POV on Presto

3 min readNov 26, 2020

article by Timmanna Channal & Rahul Lalwani

Introduction

Presto (or PrestoDB) is an open-source, distributed SQL query engine, designed from the ground up for fast analytic queries against data of any size. It supports both non-relational sources, such as the Hadoop Distributed File System (HDFS), Amazon S3, Cassandra, MongoDB, and HBase, and relational data sources such as MySQL, PostgreSQL, Amazon Redshift, Microsoft SQL Server, and Teradata.

Presto Concepts

Server Types:

There are two types of Presto servers: coordinators and workers.

Coordinators: The Presto coordinator is the server that is responsible for parsing statements, planning queries, and managing Presto worker nodes. It is the “brain” of a Presto installation and is also the node to which a client connects to submit statements for execution. Coordinators communicate with workers and clients using a REST API.

Workers: A Presto worker is a server that is responsible for executing tasks and processing data. Worker nodes fetch data from connectors and exchange intermediate data with each other. The coordinator is responsible for fetching results from the workers and returning the final results to the client. Workers communicate with other workers and Presto coordinators using a REST API.

Connectors: A connector adapts Presto to a data source such as Hive or a relational database. Every catalog is associated with a specific connector. Every catalog configuration file contains a mandatory property connector.name which is used by the catalog manager to create a connector for a given catalog. It is possible to have more than one catalog use the same connector to access two different instances of a similar database. For example, if we have two Hive clusters, we can configure two catalogs in a single Presto cluster that both use the Hive connector, allowing us to query data from both Hive clusters (even within the same SQL query).

Catalog: A Presto catalog contains schemas and references a data source via a connector. When we run a SQL statement in Presto, we are running it against one or more catalogs. When addressing a table in Presto, the fully-qualified table name is always rooted in a catalog. For example, a fully-qualified table name of hive.test_data.test would refer to the test table in the test_data schema in the hive catalog. Catalogs are defined in properties files stored in the Presto configuration directory.

Schema: Schemas are a way to organize tables. Together, a catalog and schema define a set of tables that can be queried.

Table: A table is a set of unordered rows which are organized into named columns with types. This is the same as in any relational database. The mapping from source data to tables is defined by the connector.

Statements and Query: Statements simply refer to the textual representation of a SQL statement. When a statement is parsed, Presto creates a query along with a query plan that is then distributed across a series of Presto workers.

Presto Architecture

The coordinator is made of 3 components: Parser, Planner, and Scheduler. Connectors provide Metadata API for the parser, Data location API for the scheduler, and Datastream API for the workers in order to perform queries above multiple data sources.

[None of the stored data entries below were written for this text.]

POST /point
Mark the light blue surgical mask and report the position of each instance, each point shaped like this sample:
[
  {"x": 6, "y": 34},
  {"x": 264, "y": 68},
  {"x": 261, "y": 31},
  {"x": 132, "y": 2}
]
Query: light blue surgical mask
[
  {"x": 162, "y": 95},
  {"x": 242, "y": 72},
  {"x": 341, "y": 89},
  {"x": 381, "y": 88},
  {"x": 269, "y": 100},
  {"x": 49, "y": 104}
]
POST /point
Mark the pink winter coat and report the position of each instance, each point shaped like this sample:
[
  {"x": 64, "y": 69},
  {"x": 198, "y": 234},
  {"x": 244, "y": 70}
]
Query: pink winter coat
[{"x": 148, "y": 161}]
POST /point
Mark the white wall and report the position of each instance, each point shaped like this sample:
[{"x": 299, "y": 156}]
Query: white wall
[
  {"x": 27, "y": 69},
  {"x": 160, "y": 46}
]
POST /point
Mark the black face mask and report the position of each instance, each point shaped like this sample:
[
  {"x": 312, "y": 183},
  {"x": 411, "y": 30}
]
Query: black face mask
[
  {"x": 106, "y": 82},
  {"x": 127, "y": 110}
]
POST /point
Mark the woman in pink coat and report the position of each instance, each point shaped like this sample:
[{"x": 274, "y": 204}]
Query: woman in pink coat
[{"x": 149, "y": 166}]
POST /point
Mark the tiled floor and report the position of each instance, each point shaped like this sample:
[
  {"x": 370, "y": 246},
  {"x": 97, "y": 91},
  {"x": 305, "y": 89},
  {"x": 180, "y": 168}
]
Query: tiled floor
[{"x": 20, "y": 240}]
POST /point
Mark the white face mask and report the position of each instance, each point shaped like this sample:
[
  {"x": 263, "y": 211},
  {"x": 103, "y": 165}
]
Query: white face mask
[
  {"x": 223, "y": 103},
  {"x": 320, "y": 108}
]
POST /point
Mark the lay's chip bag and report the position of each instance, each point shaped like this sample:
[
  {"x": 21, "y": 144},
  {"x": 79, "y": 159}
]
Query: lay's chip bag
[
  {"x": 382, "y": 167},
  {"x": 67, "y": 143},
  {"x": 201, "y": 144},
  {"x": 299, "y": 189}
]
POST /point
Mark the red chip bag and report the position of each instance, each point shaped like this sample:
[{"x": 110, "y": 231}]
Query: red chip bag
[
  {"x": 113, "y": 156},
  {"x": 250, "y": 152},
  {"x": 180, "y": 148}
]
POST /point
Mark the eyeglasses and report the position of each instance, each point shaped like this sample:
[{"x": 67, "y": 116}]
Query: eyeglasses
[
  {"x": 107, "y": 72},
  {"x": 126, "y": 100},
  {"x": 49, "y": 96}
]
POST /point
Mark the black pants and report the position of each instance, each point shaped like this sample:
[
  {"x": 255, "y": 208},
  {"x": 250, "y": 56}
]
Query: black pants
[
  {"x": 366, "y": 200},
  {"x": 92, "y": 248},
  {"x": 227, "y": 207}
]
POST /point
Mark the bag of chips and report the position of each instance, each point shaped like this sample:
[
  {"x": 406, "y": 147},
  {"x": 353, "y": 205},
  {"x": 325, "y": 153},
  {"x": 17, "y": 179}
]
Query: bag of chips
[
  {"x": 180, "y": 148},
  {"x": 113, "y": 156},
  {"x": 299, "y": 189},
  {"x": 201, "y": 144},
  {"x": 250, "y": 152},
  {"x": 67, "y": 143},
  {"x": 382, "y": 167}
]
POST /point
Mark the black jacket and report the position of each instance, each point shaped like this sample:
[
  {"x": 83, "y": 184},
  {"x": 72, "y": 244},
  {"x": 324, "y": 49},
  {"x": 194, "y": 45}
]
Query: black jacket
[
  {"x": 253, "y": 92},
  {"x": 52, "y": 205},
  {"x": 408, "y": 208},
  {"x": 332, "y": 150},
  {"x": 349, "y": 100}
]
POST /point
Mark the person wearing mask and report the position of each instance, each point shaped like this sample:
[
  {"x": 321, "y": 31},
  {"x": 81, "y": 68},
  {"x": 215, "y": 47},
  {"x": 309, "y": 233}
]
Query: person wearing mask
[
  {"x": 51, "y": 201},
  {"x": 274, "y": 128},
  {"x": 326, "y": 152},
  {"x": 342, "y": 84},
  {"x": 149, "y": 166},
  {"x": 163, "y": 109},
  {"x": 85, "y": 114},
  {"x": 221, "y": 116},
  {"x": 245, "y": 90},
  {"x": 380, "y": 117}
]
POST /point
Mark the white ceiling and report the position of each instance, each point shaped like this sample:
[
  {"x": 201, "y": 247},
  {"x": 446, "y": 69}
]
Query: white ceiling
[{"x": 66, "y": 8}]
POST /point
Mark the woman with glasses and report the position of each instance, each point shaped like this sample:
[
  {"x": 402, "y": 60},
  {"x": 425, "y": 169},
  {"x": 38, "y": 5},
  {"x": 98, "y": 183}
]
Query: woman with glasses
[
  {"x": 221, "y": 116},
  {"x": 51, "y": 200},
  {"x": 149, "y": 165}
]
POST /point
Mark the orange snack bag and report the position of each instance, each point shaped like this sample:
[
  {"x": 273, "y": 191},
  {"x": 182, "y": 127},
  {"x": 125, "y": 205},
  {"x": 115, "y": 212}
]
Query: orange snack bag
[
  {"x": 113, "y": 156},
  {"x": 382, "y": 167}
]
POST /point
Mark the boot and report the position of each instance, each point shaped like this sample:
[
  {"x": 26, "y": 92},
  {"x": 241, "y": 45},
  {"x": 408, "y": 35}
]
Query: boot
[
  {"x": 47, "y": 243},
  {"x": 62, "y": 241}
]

Parser: The Parser is responsible for parsing queries submitted by clients and detects syntax errors if any.
Planner: The Planner makes the execution plan for a query and passes the information to Scheduler for execution
Scheduler: The Scheduler is responsible for launching workers on Worker nodes and keeping track of each worker node. It defines a (usually parallel) execution pipeline, assigns different tasks to worker nodes closest to the data associated with each task, and monitors task progress.

Who Uses Presto?

It was developed in Facebook and they use it in production as well as Airbnb, Dropbox, Netflix, Uber, AWS (EMR & Amazon Athena), and more big names. Facebook uses Presto daily to run more than 30,000 queries that, in total, scan over a petabyte each per day over several internal data stores, including their 300PB data warehouse.

Capabilities Of Presto:

Allowing querying over data where it is stored. There is no need to move data to a separate analytics system.
A single query can read data from multiple sources — that’s the main advantage of Presto, it’s super-pluggable.